Porcupine Onion Lasagna
The truly classic stories that remain with us and drive us to proclaim their virtues so that others can experience their wonder are the stories that prick our souls and imaginations, stories that can be enjoyed and experienced on many levels. These aren’t stories with a simple message, a single takeaway point or clear and concise theme in most cases, but rather stories that are firmly planted in God’s truth and that is what cleaves the soul.
Perhaps that is what can make these stories so effective. As readers we get caught in the tale and attached to the characters, only to discover that we find ourselves learning through their experiences, gaining new insights or new ways to see old truths, renewing an older awe that we had grown accustomed to.

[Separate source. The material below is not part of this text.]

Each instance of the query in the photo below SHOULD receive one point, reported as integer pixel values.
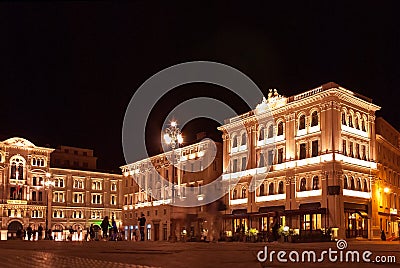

And perhaps even more powerfully, these stories impact us on a distinctly personal level. So that two people can read the same tale and yet come away with very different meanings, and yet neither is totally wrong.
How one goes about creating such a work is a debated subject. Some say that if you want a message that can cleave the soul you must write the story with it in mind. Others say that if you want to have a story that doesn’t preach at a reader you must let the theme(s) arise naturally out of the tale?
Is one position more right than the other? Can they both be true? What stories have pricked your soul and refused to let you go? What stories can you return to time and time again, always finding something new to discover? What do you know about how the authors went about writing those tales? Did they have a specific message in mind? Or did they simply let the story flow to it’s own ending?